By Matthew Clough
A year ago while studying in Sweden, University of Kansas senior Emma Anderson went on an expedition with four friends to search for the Northern Lights at Lake Torneträsk and ended up plunging into water that was 14 degrees Fahrenheit. This is what it felt like.
The first feeling that hit after diving through a hole in the frozen lake in my bikini was a staggering sort of piercing, like brief, electric bursts against my skin. My feet were the only things that didn’t feel much initially – I was wearing socks because without them your feet will freeze on the sprint across the lake before you even make it to the water.
As the cold wormed its way up my spine I thought, “Wow, this is totally voluntary.

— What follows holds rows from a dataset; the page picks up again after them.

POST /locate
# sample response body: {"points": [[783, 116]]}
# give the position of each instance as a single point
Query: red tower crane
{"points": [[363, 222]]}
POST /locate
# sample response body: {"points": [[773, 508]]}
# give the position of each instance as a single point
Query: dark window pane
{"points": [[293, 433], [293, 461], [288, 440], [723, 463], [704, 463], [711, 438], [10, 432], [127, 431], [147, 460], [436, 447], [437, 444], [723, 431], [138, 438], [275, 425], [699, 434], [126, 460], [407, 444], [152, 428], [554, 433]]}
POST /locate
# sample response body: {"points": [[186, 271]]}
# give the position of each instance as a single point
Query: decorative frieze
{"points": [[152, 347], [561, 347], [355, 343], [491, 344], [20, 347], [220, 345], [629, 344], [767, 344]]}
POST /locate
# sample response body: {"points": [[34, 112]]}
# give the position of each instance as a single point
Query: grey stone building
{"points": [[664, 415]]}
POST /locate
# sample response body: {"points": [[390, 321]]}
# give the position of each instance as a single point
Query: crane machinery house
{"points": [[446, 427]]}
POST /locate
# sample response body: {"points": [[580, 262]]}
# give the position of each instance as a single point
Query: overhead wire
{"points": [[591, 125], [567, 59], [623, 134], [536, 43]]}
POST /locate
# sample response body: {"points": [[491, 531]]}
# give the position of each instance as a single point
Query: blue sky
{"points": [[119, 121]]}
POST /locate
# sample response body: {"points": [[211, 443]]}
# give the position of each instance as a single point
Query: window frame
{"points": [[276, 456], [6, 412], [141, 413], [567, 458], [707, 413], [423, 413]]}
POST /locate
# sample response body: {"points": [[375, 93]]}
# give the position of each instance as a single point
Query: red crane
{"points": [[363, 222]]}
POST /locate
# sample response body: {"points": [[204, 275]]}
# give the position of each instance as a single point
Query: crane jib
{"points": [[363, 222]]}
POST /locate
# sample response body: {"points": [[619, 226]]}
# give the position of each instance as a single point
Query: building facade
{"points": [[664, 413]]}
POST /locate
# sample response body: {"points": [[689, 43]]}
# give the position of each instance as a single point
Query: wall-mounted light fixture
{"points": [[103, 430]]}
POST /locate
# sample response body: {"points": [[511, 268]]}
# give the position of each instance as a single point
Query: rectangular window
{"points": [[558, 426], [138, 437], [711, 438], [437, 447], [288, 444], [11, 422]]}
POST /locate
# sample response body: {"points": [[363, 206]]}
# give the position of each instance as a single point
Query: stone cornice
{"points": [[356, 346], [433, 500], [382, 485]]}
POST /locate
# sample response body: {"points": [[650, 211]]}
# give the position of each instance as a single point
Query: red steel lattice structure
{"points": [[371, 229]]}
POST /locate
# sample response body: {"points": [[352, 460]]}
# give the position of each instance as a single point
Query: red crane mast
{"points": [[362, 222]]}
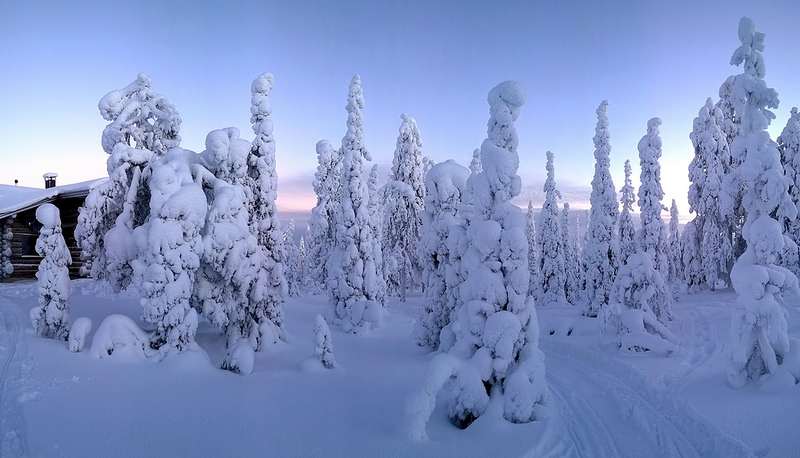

This is insane and I chose to do it.”
My whole body was numb, except for the very top of my head, which was the last thing under and only for the quickest flash of a second. You can’t keep your head underwater or you’ll very likely pass out.
The water around me was only 14 degrees Fahrenheit, and as I was plunging into it I still wasn’t sure it was something I wanted to do. We were in Sweden at the top of the Arctic Circle – my friends and I – and we’d originally come to watch the Northern Lights. But this ice hole diving business is a local tradition, and I figured, “Hey, we’re here, I might as well give it a go.”
I pulled myself back up out of the water. I could only stand to be in there for a couple seconds. Everything out there was iced over, except for these small square areas cut out of the ice for people bold enough – or just stupid enough – to give plunging a shot. I looked back down through the hole for a brief second. The water was dark blue, nearly black.
The water was miserable but the air back on the surface was worse. Somewhere around -4, -5 Fahrenheit. My completely drenched socks felt sticky against the ice as I began the 30-foot sprint back to the small saunas on the edge of the lake.
Still, this run was more enjoyable – if you can call it that – than the run to the hole. The whole process is just extreme temperature changes. You sit in the sauna first until your body warms up and you start to sweat. Then you run as fast as you can to the water. It’s only a couple seconds but it feels like minutes because the sweat literally freezes to your skin.
Back in the sauna, I caught my breath and got back into some more fitting winter weather clothes.
I’m glad I did it, but the experience was one of the most physically weird, exhilarating and challenging things ever, and it all happened in no more than a minute.